Google Books from Jupyter

Open-Bookpic

If you’re like me you’ve probably been using Google Books without really thinking about it. I never really considered that there might be a philosophy or purpose to it. I just assumed that people put books online because… well, they can.

It turns out that there’s quite a lot more to it.

However, if you’ve played around with the Google Calendar API you might be a bit shocked by the lack of a coherent introduction to the Google Books API. There’s not a great description out there for Python. (Or maybe there is and my google-ing skills are not as well-honed as I thought.)

pip install --upgrade google-api-python-client

Well, using this is about as clear as mud. To get authorized you need to go to this webpage.

Follow the link to the Cloud Platform Console. If you scroll down you’ll see a box called “Use Google APIs”, which invites you to “enable and manage APIs”. If you click this you can create a new project.

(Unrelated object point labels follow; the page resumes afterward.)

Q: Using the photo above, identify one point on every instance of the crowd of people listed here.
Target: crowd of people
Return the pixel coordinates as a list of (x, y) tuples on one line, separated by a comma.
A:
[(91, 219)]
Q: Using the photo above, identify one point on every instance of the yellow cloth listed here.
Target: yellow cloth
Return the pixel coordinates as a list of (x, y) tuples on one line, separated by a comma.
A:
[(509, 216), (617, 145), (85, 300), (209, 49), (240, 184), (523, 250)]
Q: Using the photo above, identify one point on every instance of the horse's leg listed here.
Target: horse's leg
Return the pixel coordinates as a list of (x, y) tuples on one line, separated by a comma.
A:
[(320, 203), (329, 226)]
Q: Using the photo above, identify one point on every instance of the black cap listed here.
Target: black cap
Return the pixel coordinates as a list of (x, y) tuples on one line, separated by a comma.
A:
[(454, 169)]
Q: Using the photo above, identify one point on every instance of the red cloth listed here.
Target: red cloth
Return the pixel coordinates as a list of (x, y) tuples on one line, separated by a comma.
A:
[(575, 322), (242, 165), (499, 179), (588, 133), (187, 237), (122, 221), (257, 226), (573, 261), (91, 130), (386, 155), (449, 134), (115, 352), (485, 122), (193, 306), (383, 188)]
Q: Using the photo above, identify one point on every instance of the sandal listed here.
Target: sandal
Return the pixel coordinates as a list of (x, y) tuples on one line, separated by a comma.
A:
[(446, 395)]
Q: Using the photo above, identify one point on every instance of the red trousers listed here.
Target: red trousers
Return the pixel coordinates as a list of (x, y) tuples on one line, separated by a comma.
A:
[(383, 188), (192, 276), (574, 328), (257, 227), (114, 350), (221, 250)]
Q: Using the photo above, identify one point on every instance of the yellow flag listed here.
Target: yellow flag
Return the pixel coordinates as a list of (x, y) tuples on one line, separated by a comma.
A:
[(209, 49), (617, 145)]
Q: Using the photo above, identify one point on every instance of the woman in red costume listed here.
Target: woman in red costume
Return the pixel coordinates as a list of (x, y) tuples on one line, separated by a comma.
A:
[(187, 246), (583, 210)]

The default is called “try-apis”.

Once you’ve created a project you can then enable one (or many) or the Google APIs for it. Click “API Manager” –> “Library” –> whichever API you’re after: Google Books for this example.

You then hit “enable” at the top of the page and fill out the credentials. You’ll then be given an API key.

Libraries

To get started these are the libraries I’m going to import:

import sys
import json
from apiclient.discovery import build

I like to keep my access tokens in a text file called ‘keys.txt‘, which I then access in Python using a function like this:

def get_api():

    '''
    Creates an instance of the Google Books API
    '''

    with open('keys.txt') as f:
        api_key = f.readline().strip()

    return api_key

which I call like this:

apikey = get_api()

Accessing Google

We can then access the Google books API like this:

service = build('books', 'v1', developerKey=apikey)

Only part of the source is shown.